I have heard it said before that many EDA tools are in trouble. The migration from single core to multi-core machines sitting on everyone’s desktop is not as easy to fully utilize as the existing tools would like. In many cases the algorithms were designed for single core or something in the process acts as a gate keeper, or more likely a bottleneck in the process. Cadence has decided to go after one of Synopsys’s strongholds and try to take a bigger piece of the timing signoff market with Tempus.

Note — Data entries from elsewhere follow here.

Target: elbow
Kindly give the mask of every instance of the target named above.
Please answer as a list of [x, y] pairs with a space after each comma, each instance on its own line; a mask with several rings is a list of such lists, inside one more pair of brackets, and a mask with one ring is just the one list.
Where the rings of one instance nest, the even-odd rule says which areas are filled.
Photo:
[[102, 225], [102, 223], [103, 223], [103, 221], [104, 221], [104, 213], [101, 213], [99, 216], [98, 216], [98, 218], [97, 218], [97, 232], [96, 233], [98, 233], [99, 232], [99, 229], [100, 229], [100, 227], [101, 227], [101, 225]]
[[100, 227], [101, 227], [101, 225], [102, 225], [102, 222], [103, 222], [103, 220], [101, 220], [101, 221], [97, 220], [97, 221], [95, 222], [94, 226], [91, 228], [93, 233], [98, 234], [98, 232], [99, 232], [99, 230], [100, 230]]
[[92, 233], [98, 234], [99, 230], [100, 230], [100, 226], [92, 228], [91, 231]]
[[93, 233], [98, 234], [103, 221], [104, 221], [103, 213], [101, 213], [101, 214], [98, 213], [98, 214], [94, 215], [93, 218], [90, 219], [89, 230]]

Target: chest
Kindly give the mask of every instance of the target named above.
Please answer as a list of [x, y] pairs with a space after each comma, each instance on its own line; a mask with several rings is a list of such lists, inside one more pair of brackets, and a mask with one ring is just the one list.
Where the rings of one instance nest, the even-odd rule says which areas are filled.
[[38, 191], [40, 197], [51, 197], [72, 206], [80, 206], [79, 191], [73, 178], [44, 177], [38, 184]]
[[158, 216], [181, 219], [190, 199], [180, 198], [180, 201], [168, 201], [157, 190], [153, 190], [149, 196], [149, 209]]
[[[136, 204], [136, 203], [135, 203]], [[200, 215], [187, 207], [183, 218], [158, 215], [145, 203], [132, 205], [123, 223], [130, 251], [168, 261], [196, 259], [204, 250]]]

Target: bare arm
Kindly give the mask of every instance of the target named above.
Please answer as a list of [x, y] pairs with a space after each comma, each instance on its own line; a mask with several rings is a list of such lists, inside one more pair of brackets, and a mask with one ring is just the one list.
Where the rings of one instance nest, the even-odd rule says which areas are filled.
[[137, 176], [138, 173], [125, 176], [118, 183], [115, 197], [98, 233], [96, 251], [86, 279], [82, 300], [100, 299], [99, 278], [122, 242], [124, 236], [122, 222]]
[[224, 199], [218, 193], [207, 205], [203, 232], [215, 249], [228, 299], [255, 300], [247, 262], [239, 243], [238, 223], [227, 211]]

The timing closure problem is affected by a number of large forces, primarily those of increasing design complexity and an increase in the number of timing views with every new process node. This has resulted in static timing consuming a growing piece of the signoff pie and thus a prime candidate for looking for a new way to tackle the problem. While other algorithms have adopted the easier path of multi-threading, Tempus has taken the solution further by making it truly multi-process which means that each of the processes has to be able to operate in a more standalone manner because communications costs between them are higher. So far, they have run on a 64 core machine and expect it to be able to utilize larger machines as the problem set gets larger.
Perhaps the biggest advancement in the core algorithms comes from the introduction of path-based analysis which is based on slew propagation. Cadence believes that this can result in a 3% reduction in pessimism compared to traditional timing algorithms. With this extra margin you can either complete signoff faster, and in a couple of Cadence example design this was a 10X improvement, or you can go for the extra performance.